Even after the overwhelming success of Playstation, and its variant PSone – which combined, was the first console to ever reach sales of 100 million units, – Sony faced the same skepticism when rumors of their plans for the second generation, Playstation 2 console, hit the press. Launched at the turn of the century in the year 2000, Playstation 2, as mentioned, is now the fastest selling console ever, reaching 100 million units sold in almost half the time it took for the original Playstation to hit that mark.
With todays announcement regarding not just the price cut, but also the deep bench of more than 100+ titles slated to be added to its game arsenal just this year, it’s no surprise that almost 10 years later, Playstation 2 is showing no signs of slowing down in popularity. Aside from that, Director of Hardware Marketing, John Koller, is quoted in this article as having stated, “We don’t intend on discarding the system any time soon.” Meanwhile, direct competitors, Microsoft Xbox and Nintendo GameCube – both released a year after Playstation 2 – were discontinued in 2006 and 2007, respectively. Based on all that, I’d say Sony has certainly proven the naysayers wrong regarding their ability to enter and dominate the video game industry, or perhaps even any sub-industry within consumer electronics, without having gleamed prior industry experience or know how.
Sony’s newest generation console, Playstation 3, however, has sorely lagged behind its predecessors in terms of sales volume and popularity, mostly due to it having the highest price point of all the newest game systems at $399.99.
With the price of the PS2 being cut today, along with Sony’s recent weaker-than-expected earnings announcement, all in the midst of the current economic recession, some serious pressure has been mounting for a big drop in the price of the PS3. Most argue that a $50-$100 price cut would make the PS3 much more competitive with current console-sales leaders, Nintendo Wii and Xbox 360. Despite absolute denial of the corporation’s willingness to do so, recent news of technological advances within the industry, like the rumor-heavy OnLive service set to launch soon, as well as rising popularity of the other competing consoles, I’d say a PS3 price cut this year is inevitable.
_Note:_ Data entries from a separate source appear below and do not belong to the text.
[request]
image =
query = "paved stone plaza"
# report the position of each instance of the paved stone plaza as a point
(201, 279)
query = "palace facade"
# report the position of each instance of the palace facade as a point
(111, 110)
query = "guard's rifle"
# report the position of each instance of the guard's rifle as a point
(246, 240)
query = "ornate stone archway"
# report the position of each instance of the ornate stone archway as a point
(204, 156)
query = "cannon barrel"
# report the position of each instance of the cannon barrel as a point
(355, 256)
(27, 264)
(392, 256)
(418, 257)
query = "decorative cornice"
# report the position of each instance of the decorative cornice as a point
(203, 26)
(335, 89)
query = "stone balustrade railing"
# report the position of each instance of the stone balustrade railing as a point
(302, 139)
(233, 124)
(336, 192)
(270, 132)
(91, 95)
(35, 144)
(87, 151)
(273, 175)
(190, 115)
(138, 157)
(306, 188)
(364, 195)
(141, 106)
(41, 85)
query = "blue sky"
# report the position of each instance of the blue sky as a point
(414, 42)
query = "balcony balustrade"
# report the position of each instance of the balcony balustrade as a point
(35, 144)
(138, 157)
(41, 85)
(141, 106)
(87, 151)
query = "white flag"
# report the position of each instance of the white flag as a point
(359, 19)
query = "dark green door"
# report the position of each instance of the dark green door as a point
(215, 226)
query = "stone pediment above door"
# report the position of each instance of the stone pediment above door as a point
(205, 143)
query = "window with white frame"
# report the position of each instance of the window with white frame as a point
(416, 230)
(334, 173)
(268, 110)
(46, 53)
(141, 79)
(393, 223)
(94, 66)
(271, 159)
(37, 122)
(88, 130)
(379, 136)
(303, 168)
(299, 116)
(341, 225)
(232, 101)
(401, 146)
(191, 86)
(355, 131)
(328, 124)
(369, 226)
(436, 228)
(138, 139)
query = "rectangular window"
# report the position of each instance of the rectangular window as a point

With unemployment looking to continue rising, which means more and more parents staying home with their children, Nintendo Wii, which is the cheapest and is widely accepted as the most family and socially oriented of all the current systems, may have an opportunity to take a significant amount of market share away from Sony during the upcoming summer months, when kids are out school and playing video games more than ever. If Sony remains stubborn on price throughout the summer, I have no doubt that an ’09 Christmas price cut could be the company’s last option in an effort to keep PS3 competitive with Wii and Xbox 360. If that were to happen, I think the war over which console is best, Wii, 360, or PS3, would come to an abrupt end with a nice three-peat for Sony. Power to the Players!